When a notification goes to multiple channels, coordinate them:

Send push first (instant delivery, cheapest)
If push fails or user doesn't open within 5 minutes, send email
If email bounces or no open within 1 hour, send SMS (most expensive, highest open rate)

This is called channel fallback or cascade delivery. It maximizes reach while minimizing cost and annoyance. Slack does something similar — they only email you about messages if you haven't been active in the app.

scaling considerations

Push notifications: FCM (Firebase Cloud Messaging) handles fan-out to Android devices. APNs (Apple Push Notification Service) for iOS. Both support batch sending. Your push worker maintains persistent connections to both services.

Email at scale: Use Amazon SES or SendGrid. Warm up IP addresses gradually to avoid spam filters. Maintain separate IP pools for transactional and marketing email. Monitor bounce rates — ISPs will block you if bounce rates exceed 5%.

SMS: Most expensive channel (~$0.01/message). Use it sparingly. Twilio or AWS SNS for delivery. Always include opt-out instructions (legally required in most countries).

Horizontal scaling: Each channel worker scales independently. During Black Friday, you might need 10x email workers but only 2x push workers. Kafka consumer groups make this trivial — add more workers to the consumer group, and Kafka rebalances partitions automatically.

what I'd do differently at different scales

10k notifications/day: Skip Kafka. Use a simple job queue (BullMQ + Redis). One worker per channel. Monolith is fine.
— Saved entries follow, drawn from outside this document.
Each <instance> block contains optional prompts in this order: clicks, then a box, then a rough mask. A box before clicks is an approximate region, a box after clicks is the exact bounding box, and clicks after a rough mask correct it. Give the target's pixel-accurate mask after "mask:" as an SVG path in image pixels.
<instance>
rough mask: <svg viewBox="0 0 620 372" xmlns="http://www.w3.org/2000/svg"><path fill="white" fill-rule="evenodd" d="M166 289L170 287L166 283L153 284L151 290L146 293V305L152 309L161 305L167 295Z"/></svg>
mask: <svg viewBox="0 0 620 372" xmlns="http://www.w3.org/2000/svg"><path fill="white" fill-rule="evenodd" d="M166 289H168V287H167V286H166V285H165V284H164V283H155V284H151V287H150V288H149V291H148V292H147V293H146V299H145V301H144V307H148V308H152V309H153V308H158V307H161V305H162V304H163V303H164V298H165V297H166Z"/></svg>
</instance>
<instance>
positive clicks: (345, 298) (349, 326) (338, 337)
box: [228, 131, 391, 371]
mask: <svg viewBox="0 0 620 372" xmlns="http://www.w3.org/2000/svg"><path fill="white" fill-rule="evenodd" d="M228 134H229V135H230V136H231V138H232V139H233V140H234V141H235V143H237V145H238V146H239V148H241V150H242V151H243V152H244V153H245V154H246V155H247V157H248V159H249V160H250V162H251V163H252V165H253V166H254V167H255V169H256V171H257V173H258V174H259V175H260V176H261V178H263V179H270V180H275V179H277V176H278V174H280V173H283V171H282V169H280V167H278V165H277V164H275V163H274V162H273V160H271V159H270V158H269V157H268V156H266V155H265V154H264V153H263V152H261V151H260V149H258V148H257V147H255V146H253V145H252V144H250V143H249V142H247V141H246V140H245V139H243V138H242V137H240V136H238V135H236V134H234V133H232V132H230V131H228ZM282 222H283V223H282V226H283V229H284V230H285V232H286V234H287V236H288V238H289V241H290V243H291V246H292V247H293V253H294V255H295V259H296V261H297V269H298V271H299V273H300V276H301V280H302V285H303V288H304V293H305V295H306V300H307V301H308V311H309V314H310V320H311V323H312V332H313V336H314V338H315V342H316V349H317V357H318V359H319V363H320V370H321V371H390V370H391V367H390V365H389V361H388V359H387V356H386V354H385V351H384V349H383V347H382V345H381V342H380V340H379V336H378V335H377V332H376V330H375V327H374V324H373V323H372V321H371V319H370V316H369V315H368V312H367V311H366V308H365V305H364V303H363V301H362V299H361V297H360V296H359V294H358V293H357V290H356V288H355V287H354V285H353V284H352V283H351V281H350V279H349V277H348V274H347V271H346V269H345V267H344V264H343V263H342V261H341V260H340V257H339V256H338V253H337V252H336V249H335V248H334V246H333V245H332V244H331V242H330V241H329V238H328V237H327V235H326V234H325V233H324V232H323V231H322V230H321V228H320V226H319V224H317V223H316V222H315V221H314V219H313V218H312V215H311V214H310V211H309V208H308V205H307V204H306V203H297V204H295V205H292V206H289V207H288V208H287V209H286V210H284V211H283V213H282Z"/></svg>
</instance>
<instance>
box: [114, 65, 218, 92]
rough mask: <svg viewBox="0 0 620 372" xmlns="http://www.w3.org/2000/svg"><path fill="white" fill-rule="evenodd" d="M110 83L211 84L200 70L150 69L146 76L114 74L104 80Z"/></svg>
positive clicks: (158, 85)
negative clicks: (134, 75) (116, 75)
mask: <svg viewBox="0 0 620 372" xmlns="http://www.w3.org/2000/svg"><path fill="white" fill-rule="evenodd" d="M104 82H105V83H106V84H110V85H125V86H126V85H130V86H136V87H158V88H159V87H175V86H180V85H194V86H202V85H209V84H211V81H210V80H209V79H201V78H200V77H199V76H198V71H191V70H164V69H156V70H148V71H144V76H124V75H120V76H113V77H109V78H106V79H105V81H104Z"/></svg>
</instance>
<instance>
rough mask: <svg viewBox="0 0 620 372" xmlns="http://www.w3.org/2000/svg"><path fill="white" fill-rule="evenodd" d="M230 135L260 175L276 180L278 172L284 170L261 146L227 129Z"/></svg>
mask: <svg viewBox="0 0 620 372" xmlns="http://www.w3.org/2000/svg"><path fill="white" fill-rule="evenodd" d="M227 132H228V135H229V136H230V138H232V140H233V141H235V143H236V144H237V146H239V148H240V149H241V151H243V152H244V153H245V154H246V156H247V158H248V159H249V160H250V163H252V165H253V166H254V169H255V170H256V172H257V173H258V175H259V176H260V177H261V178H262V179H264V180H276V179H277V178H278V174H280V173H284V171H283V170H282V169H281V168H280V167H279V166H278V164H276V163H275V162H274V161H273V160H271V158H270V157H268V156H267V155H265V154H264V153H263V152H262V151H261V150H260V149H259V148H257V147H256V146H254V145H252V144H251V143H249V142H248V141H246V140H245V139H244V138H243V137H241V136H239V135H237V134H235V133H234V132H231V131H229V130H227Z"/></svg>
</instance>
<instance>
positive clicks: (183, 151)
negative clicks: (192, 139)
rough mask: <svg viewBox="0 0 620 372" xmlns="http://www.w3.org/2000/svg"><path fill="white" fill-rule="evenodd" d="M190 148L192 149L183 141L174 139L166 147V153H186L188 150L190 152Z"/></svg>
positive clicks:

10M notifications/day: Add Kafka. Separate workers. Priority queues. Basic retry logic. Template engine.

1B notifications/day: Everything above plus multi-region deployment, channel fallback orchestration, ML-driven send-time optimization (send when users are most likely to engage), and a dedicated deliverability team monitoring ISP relationships.

The system grows with the business. Don't build the billion-scale system on day one.